The Task Force is at present working in the four north eastern states of Aruna Chal Pradesh, Meghalaya, Mizoram and Tripura and on a field trip for research work and survey.

The ASHA workers are doing the field job and visiting door to door collecting data and filling up forms.

Recently, the World Health Organisation (WHO) has  also appointed Dr. Omesh Kumar Bharti to the Regional Technical Advisory Group on dog mediated human rabies in the South East Asia Region.

Talking to The Travel and Tourism Times, Padma Shri Omesh Bharti said that the WHO has listed  snakebite as a neglected tropical disease in 2017.

“In India, mostly snake bite fatal incidents occur due to the  bites of monocled cobra ( Naja Kounthia), Russell’s Viper  and Common Krait. Banded Krait is the most poisonous snake in India and King Cobra is the largest poisonous land snake found in India. We have found in many cases the polyvalent ASV developed from the snakes of Tamil Nadu does not properly work with the venom in other regions of the country and WHO has suggested developing zone specific venom collection centres,” Dr. Omesh Bharti added.

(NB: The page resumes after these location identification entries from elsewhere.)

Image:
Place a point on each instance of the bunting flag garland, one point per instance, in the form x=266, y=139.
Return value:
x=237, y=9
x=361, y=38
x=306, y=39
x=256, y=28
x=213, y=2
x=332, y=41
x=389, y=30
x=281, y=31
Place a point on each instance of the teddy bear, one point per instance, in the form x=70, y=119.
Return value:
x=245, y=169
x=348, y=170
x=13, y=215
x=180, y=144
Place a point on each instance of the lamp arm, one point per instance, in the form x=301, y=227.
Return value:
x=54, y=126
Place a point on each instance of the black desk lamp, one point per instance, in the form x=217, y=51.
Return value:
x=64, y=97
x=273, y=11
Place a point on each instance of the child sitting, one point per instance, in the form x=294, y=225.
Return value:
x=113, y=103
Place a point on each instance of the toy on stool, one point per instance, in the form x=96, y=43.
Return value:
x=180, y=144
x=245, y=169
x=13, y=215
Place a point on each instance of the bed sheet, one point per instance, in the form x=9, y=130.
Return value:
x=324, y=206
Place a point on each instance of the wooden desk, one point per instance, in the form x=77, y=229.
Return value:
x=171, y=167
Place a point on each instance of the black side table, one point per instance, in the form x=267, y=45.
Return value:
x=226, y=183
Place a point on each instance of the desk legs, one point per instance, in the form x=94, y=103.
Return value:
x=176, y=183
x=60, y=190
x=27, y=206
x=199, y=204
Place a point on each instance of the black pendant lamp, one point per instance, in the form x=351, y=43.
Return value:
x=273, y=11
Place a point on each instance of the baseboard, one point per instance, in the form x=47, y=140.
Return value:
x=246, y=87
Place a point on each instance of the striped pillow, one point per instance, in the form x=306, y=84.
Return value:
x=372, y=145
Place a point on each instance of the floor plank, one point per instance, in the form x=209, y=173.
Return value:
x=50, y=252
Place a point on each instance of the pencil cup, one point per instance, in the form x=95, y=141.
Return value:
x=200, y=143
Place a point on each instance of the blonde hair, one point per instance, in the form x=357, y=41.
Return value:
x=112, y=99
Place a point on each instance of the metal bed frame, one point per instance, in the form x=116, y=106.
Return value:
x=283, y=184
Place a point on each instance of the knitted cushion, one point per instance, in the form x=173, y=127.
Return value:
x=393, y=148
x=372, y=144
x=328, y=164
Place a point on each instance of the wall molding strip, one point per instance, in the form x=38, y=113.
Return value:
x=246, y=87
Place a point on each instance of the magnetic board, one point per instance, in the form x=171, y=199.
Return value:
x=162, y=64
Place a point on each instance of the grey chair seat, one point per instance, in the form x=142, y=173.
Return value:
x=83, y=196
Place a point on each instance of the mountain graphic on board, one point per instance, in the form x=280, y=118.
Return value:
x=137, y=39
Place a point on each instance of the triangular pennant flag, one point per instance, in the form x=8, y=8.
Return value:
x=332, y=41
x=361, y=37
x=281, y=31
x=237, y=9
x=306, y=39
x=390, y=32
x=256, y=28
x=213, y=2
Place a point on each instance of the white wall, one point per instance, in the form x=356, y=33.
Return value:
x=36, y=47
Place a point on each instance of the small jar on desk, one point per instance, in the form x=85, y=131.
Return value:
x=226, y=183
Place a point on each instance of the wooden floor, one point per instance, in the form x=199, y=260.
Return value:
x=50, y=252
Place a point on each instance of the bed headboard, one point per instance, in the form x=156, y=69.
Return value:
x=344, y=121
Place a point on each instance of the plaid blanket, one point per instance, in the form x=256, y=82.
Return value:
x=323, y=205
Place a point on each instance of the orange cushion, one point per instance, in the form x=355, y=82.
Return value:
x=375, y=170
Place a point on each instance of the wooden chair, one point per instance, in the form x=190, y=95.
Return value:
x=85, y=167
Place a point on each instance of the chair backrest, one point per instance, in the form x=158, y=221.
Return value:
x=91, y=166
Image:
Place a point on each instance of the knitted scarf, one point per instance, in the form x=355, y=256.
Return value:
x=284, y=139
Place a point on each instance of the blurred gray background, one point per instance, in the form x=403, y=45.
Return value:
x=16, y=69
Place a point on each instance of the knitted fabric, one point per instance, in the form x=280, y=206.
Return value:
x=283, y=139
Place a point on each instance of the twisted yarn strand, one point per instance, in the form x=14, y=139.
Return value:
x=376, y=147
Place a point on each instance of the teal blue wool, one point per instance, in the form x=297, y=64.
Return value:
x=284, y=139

Incidentally over 50 percent of the snake bites are dry.

In India the Big Four snakes are – Russell’s Viper, Indian Cobra, Common Krait and Saw Scaled Viper.  Only theIrula Cooperative Society in Tamil Nadu has the  license to  collect snake venom in India.

Padma Shri, Romulus Whitakar, the world famous king cobra researcher has also batted for setting up zone specific collection centres in India.

Dr. Dayal Bandhu Majumdar, snake bite resource person of West Bengal, has submitted a model of treatment  proposal to the state government to save critical snake bite victims in rural areas. West Bengal records a very high number of snake bite deaths.

Webinar : “Implementing the WHO Strategy for Prevention and Control of Snakebite Envenoming: Progress and plans.”

Snakebite envenoming is a neglected tropical disease that impacts the lives of millions of the world’s most vulnerable people. It is estimated that snakebite envenoming causes 81,000–138,000 deaths each year, with around three times as many amputations and permanent disabilities.

In May 2019, the World Health Organization (WHO) launched its strategy for prevention and control of snakebite envenoming with the objective of halving the number of deaths and disabilities globally by 2030. To achieve this objective, the strategy advocates a systemic and multidisciplinary approach focused on improving treatments, strengthening health systems, engaging communities, building partnerships and mobilising resources. Since being launched, political and scientific attention to snakebite envenoming has grown substantially, although funding remains a limiting factor.